Sobre a evolução histórica do processo coletivo e o modelo de tutela jurisdicional das class actions, é correto afirmar que:
- A)a Lei nº 7.347/1985 previu pela primeira vez a ação civil pública, estabelecendo que o Ministério Público, se não intervier no processo como parte, dada a sua legitimidade coletiva, atuará obrigatoriamente como fiscal da lei;
Errada, porque a ação civil pública não surgiu pela Lei 7.347/1985 pela primeira vez em sentido histórico, e o MP atua como fiscal da ordem jurídica nas hipóteses legais, não por essa formulação simplificada.

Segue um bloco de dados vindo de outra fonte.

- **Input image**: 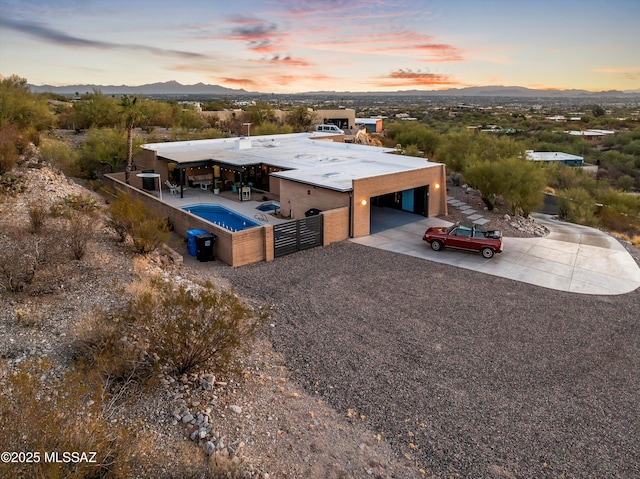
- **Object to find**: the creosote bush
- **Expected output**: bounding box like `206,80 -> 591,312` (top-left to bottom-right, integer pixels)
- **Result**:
109,193 -> 170,254
28,202 -> 47,234
0,360 -> 130,479
76,275 -> 267,384
0,225 -> 49,293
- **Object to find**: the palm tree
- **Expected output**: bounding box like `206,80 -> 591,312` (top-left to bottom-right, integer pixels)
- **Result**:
120,95 -> 142,184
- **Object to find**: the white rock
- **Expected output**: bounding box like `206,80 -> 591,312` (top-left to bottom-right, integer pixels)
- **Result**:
204,441 -> 216,456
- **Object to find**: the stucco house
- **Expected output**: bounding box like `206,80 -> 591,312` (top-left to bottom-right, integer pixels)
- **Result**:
135,133 -> 447,238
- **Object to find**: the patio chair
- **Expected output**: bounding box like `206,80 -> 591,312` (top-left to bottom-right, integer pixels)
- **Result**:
164,180 -> 180,195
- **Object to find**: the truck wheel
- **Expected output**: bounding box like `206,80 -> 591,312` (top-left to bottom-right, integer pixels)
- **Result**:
482,248 -> 493,259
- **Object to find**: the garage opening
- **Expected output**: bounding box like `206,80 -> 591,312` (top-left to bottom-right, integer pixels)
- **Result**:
371,185 -> 429,217
369,185 -> 429,234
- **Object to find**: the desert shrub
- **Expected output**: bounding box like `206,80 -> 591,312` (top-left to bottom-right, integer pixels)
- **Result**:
131,216 -> 171,254
0,143 -> 18,175
40,138 -> 81,177
109,193 -> 170,254
27,201 -> 47,234
76,276 -> 266,384
65,211 -> 96,260
0,225 -> 47,293
0,171 -> 27,196
127,276 -> 261,374
556,188 -> 598,226
74,312 -> 154,402
51,193 -> 100,216
109,192 -> 139,242
597,188 -> 640,237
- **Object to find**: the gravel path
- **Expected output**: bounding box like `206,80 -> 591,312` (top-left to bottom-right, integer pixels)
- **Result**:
216,242 -> 640,478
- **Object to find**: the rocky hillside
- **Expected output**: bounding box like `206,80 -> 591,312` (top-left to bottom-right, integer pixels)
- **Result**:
0,161 -> 420,478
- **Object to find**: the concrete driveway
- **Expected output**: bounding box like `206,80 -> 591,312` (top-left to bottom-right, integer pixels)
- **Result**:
351,208 -> 640,295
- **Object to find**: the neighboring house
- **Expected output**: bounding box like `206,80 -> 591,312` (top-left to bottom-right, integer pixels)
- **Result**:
565,130 -> 615,140
526,150 -> 584,166
313,108 -> 356,130
136,133 -> 447,237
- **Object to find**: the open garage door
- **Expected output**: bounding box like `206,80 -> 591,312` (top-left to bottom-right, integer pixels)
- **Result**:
371,185 -> 429,217
369,185 -> 429,234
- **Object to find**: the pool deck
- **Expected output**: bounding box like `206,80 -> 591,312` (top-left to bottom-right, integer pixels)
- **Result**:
152,188 -> 288,225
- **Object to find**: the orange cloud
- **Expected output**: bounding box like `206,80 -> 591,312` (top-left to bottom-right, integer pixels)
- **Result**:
375,70 -> 458,87
222,15 -> 288,54
309,31 -> 464,62
254,55 -> 311,68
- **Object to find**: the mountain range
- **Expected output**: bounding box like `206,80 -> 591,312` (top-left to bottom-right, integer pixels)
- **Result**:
30,81 -> 640,98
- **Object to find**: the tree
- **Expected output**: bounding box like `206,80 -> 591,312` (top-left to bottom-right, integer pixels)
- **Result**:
248,101 -> 276,126
120,95 -> 142,184
591,105 -> 606,118
387,122 -> 440,158
498,157 -> 546,217
72,89 -> 120,129
0,75 -> 54,131
79,128 -> 128,178
464,156 -> 546,216
464,161 -> 501,211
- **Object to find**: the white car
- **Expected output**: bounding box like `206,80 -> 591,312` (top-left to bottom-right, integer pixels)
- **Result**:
316,125 -> 344,135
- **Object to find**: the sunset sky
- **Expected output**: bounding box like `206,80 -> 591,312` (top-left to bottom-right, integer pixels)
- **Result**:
0,0 -> 640,93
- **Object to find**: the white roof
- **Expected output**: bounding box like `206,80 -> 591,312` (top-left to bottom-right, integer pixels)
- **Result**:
527,150 -> 584,161
356,118 -> 382,125
142,133 -> 441,191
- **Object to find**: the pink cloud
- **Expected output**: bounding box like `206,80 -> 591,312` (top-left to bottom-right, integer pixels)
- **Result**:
375,70 -> 458,87
218,77 -> 259,88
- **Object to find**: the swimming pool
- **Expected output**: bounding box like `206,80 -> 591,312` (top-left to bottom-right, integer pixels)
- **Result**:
256,201 -> 280,212
182,205 -> 260,231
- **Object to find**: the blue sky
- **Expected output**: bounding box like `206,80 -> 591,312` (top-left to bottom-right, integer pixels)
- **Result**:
0,0 -> 640,93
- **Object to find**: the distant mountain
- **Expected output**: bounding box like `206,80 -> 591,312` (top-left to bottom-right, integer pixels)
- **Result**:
30,81 -> 247,95
30,81 -> 640,98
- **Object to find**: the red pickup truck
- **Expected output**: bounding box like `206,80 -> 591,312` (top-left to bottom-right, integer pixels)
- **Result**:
422,223 -> 502,259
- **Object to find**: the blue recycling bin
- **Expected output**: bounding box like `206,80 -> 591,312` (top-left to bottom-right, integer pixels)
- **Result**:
187,230 -> 207,256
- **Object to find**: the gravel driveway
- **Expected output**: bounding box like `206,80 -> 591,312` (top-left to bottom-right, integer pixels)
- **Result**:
217,242 -> 640,478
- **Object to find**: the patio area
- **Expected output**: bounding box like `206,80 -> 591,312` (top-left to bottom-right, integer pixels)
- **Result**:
150,185 -> 288,229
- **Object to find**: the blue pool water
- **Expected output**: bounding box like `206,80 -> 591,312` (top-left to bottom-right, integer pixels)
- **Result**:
256,201 -> 280,211
182,205 -> 260,231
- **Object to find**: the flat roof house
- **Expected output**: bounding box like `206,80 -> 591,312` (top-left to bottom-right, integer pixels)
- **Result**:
136,133 -> 447,237
526,150 -> 584,166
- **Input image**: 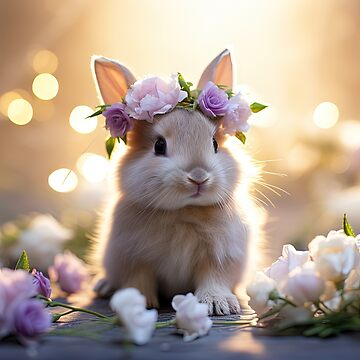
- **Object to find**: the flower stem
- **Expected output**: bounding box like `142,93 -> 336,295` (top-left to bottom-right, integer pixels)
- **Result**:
213,318 -> 256,325
278,296 -> 296,307
39,295 -> 112,321
155,319 -> 176,329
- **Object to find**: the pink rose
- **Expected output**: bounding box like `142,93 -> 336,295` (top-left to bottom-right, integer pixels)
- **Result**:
49,251 -> 88,294
223,93 -> 252,135
125,74 -> 187,122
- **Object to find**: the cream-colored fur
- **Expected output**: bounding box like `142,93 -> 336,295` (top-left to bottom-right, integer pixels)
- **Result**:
91,109 -> 259,314
89,52 -> 262,314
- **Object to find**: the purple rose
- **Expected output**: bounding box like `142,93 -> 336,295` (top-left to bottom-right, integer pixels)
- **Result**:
14,299 -> 51,338
103,103 -> 134,137
32,269 -> 51,298
198,81 -> 229,117
49,251 -> 89,294
0,268 -> 37,339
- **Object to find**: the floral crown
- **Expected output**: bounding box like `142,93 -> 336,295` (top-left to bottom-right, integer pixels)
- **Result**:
88,51 -> 267,157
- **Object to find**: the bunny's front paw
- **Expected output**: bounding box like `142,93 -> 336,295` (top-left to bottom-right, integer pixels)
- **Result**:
195,289 -> 241,315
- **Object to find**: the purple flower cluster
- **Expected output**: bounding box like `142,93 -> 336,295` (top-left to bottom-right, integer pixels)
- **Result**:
103,103 -> 134,138
198,81 -> 229,117
31,269 -> 51,298
198,81 -> 252,135
103,75 -> 252,142
0,268 -> 51,338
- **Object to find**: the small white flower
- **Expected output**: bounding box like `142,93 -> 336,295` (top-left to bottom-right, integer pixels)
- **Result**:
110,288 -> 158,345
171,293 -> 212,341
283,261 -> 325,306
223,93 -> 252,135
309,231 -> 359,282
265,244 -> 309,284
12,214 -> 73,271
125,74 -> 187,122
246,271 -> 277,315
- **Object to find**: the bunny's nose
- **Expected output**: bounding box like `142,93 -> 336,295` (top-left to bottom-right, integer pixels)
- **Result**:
188,168 -> 209,185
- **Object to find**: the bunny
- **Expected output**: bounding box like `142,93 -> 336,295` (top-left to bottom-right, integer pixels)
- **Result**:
92,50 -> 263,315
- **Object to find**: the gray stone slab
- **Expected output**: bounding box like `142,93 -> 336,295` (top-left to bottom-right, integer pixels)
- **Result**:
0,297 -> 360,360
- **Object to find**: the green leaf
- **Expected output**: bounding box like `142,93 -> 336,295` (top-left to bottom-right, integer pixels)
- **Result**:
105,136 -> 116,159
85,104 -> 111,119
250,102 -> 267,113
15,250 -> 30,272
235,131 -> 246,144
343,214 -> 356,237
117,134 -> 127,145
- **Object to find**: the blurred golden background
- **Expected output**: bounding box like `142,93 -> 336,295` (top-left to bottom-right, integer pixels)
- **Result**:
0,0 -> 360,266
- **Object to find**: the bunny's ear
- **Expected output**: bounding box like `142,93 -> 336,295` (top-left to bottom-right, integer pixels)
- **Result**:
91,55 -> 136,104
197,49 -> 233,90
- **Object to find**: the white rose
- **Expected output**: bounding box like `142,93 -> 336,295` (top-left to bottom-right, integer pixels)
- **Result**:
13,214 -> 73,271
265,244 -> 309,284
309,231 -> 359,282
246,271 -> 277,315
283,261 -> 325,306
110,288 -> 158,345
171,293 -> 212,341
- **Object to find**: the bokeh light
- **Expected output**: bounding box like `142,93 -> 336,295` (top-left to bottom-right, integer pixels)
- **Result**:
32,50 -> 58,74
76,153 -> 110,183
32,73 -> 59,100
0,91 -> 22,116
313,101 -> 339,129
69,105 -> 97,134
7,99 -> 33,125
48,168 -> 78,193
339,120 -> 360,150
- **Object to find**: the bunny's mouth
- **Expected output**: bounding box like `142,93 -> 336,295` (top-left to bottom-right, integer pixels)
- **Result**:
190,184 -> 202,199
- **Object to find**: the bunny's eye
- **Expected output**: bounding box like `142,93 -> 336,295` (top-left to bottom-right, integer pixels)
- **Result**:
213,138 -> 218,154
154,137 -> 166,155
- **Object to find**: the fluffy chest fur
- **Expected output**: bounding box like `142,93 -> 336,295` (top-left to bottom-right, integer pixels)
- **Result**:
105,202 -> 249,294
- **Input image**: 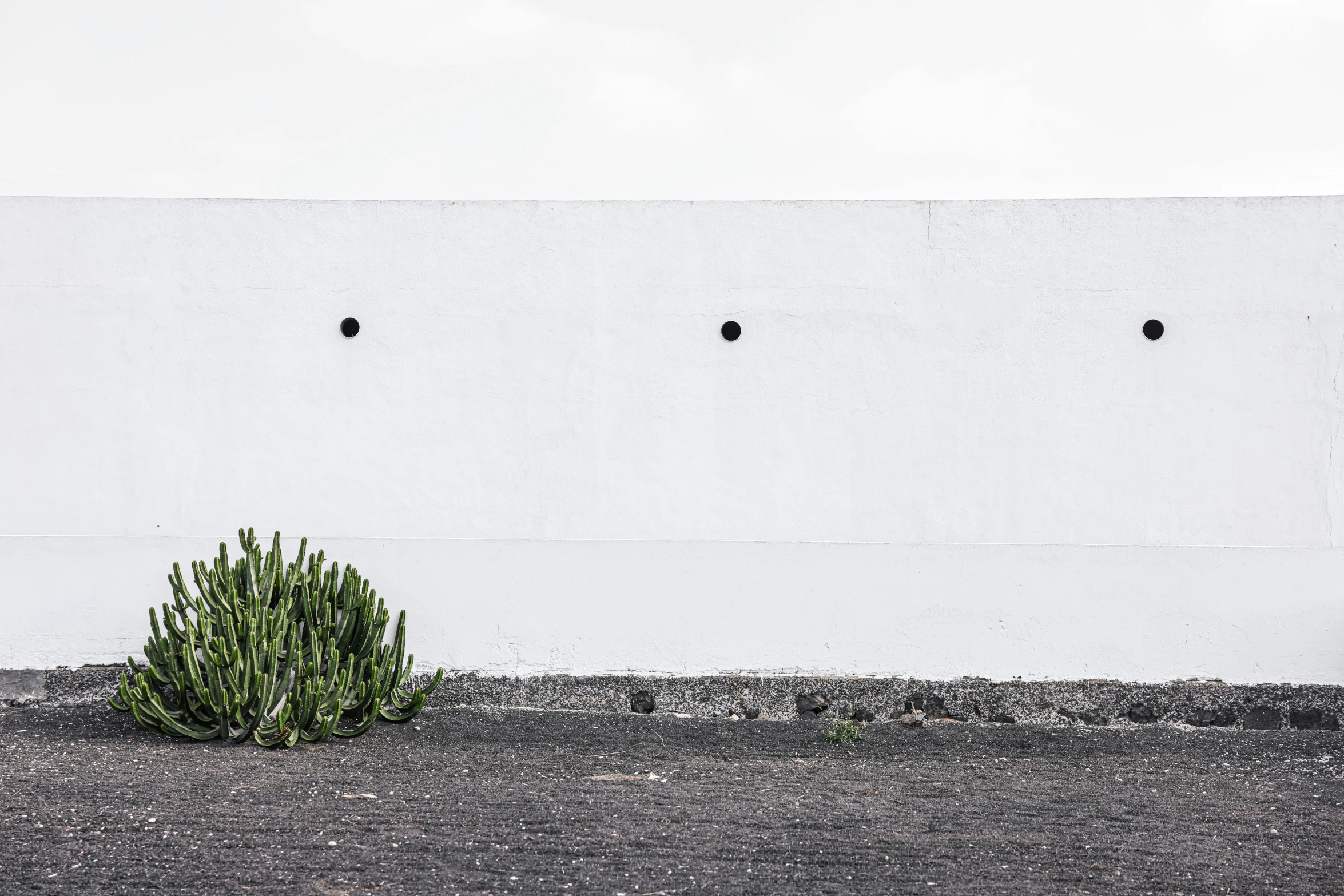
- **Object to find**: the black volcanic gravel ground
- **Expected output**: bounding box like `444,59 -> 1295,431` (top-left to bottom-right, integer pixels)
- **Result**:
0,708 -> 1344,896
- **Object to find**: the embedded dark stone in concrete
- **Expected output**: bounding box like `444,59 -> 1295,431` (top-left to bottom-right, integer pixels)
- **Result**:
1242,707 -> 1283,731
0,669 -> 47,707
840,707 -> 878,722
1186,709 -> 1236,728
1057,707 -> 1110,726
1287,708 -> 1340,731
1125,707 -> 1163,726
797,693 -> 830,716
906,693 -> 952,719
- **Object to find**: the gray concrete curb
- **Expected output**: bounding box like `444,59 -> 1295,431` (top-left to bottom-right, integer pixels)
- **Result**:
0,666 -> 1344,731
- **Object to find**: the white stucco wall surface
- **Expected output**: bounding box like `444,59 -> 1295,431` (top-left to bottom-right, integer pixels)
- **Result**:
0,197 -> 1344,684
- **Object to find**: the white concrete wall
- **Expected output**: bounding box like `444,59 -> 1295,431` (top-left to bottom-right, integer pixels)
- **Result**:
0,197 -> 1344,682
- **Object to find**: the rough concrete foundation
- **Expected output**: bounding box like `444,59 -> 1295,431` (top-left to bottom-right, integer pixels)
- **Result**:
0,666 -> 1344,731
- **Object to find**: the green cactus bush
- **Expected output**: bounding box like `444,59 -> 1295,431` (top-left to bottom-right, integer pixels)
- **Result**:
109,529 -> 444,747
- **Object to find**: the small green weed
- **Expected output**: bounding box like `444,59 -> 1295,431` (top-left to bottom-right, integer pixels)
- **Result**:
826,719 -> 863,744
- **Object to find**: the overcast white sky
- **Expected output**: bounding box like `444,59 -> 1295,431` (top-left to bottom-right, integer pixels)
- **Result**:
7,0 -> 1344,199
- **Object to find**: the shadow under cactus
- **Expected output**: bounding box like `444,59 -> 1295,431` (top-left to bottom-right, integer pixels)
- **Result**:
109,529 -> 444,747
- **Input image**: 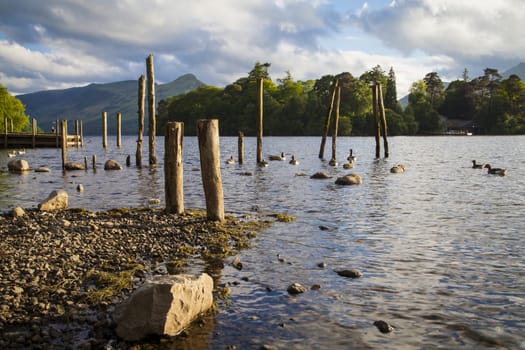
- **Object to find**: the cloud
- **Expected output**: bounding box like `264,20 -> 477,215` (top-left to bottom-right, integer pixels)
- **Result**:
0,0 -> 525,95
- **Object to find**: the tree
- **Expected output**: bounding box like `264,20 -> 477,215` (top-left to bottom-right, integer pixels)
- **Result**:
0,84 -> 29,132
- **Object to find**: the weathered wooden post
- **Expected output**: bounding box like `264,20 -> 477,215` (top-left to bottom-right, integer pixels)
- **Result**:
319,79 -> 339,159
31,118 -> 37,148
197,119 -> 224,221
60,120 -> 67,170
377,83 -> 389,158
4,117 -> 7,148
237,131 -> 244,164
257,78 -> 264,164
102,112 -> 108,148
146,54 -> 157,165
75,119 -> 80,148
135,75 -> 146,168
80,119 -> 84,147
330,86 -> 341,166
372,82 -> 381,158
117,112 -> 122,147
164,122 -> 184,214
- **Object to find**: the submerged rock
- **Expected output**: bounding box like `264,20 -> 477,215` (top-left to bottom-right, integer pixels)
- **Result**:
113,273 -> 213,341
7,159 -> 29,173
38,190 -> 69,211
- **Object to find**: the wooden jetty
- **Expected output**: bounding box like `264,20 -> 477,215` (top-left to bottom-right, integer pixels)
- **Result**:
0,133 -> 82,148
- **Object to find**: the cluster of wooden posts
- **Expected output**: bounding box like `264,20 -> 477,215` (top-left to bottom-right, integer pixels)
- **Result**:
319,79 -> 389,160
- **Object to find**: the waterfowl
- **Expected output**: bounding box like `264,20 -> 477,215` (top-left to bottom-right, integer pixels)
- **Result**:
288,154 -> 299,165
268,152 -> 286,160
343,157 -> 354,169
346,148 -> 357,163
390,164 -> 405,173
485,164 -> 507,176
472,160 -> 485,169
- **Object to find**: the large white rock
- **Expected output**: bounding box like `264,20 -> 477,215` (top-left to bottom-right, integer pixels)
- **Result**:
7,159 -> 29,173
113,273 -> 213,341
38,190 -> 69,211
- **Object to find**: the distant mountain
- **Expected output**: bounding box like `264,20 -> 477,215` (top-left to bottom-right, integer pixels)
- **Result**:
16,74 -> 205,135
501,62 -> 525,81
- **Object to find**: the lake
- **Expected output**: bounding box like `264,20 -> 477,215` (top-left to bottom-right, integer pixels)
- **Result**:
0,136 -> 525,349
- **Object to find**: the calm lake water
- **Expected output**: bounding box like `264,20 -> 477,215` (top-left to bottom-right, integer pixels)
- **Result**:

- B)mesmo antes de a ação popular ser regulada pela Lei nº 4.717/1965, desde a Constituição de 1934, todas as Constituições brasileiras consagraram a legitimidade de qualquer cidadão para pleitear a anulação dos atos lesivos ao patrimônio de entidades públicas;
Errada, porque a ação popular não teve essa previsão constitucional contínua desde 1934 em todas as Constituições, e a disciplina histórica do instituto é mais específica do que a alternativa sugere.
- C)um dos precursores do processo coletivo moderno foi a Bill of Peace na Inglaterra do século XVII, que previa as chamadas representative actions, por meio das quais um ou alguns membros do grupo podiam representar em juízo o interesse de toda a categoria, embora a coisa julgada não vinculasse os membros ausentes;
Errada, porque a Bill of Peace é um antecedente histórico relevante, mas a afirmação erra ao afirmar que a coisa julgada não vinculava os ausentes, justamente um ponto central da evolução do modelo coletivo.
- D)nos Estados Unidos da América, de acordo com a Federal Rule of Civil Procedure 23, a class action depende da definição de uma classe unida por uma questão de fato ou de direito comum, sendo o seu julgamento vinculante somente para aqueles membros que manifestarem a intenção de submeter-se aos seus efeitos;
Errada, porque a class action norte-americana não vincula apenas quem manifesta vontade de se submeter aos efeitos, já que o regime da Rule 23 trabalha com vinculação dos membros da classe conforme a modalidade e os requisitos legais.
- E)no que tange à titularidade da ação coletiva no Brasil, prevalece a teoria da representação adequada proveniente das class actions norte-americanas, em face da qual a verificação da legitimidade ativa passa pela aferição das condições que façam do legitimado um representante adequado para buscar a tutela jurisdicional do interesse pretendido em demanda coletiva.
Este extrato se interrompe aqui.